Nintendo initially requested a permanent injunction against “future infringement” of Nintendo’s intellectual property in its original motion for summary judgment against Storman. While any future infringement would still be illegal in any case, a preemptive injunction from the court would make it much simpler for Nintendo to quickly shut down a new ROM site if Storman sets one up (as he seems to be considering).
The judge denied Nintendo’s original request on an injunction, saying that the monetary damages and the fact the site was already shuttered weighed against the necessary argument for “irreparable harm.” Now, though, Nintendo is citing the new legal precedent of the 2020 Trademark Modernization Act in arguing for a permanent injunction. That act, which passed just before Nintendo first requested an injunction but was not considered at the time, establishes a new “mandatory presumption of irreparable harm” in trademark infringement that Nintendo says should point the court toward an injunction.

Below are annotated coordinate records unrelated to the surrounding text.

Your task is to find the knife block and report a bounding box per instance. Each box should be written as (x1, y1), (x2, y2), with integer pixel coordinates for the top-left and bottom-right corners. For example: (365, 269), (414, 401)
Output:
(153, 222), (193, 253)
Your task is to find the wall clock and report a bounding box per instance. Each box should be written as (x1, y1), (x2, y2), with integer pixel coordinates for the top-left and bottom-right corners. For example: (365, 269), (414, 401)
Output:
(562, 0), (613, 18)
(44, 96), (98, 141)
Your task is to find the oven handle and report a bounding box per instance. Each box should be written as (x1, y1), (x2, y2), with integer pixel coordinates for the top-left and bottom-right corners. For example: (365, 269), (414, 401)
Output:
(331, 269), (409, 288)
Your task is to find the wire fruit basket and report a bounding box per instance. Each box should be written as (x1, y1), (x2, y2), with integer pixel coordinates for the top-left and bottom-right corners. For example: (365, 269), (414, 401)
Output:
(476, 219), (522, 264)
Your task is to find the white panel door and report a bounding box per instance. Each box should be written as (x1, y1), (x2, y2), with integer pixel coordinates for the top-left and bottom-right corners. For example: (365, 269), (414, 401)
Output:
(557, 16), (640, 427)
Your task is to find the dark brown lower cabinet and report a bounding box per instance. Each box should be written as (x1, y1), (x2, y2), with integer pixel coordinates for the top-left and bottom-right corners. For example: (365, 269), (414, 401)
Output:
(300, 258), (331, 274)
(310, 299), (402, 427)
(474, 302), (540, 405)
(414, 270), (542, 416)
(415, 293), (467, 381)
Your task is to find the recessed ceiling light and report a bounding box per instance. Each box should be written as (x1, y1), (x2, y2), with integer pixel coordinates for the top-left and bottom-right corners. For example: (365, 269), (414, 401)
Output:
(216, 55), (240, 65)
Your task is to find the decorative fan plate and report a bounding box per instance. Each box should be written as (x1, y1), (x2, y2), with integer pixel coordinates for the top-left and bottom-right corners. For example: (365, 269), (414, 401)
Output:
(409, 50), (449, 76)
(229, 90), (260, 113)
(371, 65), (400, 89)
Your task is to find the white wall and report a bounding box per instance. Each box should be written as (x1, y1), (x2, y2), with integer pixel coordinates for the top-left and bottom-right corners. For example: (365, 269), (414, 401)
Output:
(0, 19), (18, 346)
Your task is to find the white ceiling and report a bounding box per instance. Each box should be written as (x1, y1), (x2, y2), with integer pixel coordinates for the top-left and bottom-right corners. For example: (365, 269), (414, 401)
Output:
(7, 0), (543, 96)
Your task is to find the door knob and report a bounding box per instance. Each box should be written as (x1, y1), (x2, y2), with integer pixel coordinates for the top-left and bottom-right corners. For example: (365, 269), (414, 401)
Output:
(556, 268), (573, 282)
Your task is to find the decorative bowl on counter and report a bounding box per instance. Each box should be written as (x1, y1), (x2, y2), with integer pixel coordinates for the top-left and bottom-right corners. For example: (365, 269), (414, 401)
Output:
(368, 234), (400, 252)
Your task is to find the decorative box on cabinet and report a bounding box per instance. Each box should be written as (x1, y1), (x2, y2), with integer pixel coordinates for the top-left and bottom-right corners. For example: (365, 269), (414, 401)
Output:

Storman, who is representing himself in the case, has meanwhile filed his own somewhat rambling motion asking the court to reconsider the statutory damages it imposed in May. “There is no legitimate, admissible evidence that the Court can reasonable [sic] construe to cause it to believe that Plaintiff, Nintendo, sustained any actual damages whatsoever as a result of any of the Defendant’s actions or inactions,” Storman writes.
In its response, Nintendo argues that it has already “presented uncontroverted evidence that there were approximately 50,000 illegal downloads of infringing ROMs at the time Nintendo filed its Complaint, and that the retail price for the Nintendo Games is between $20 and $60.”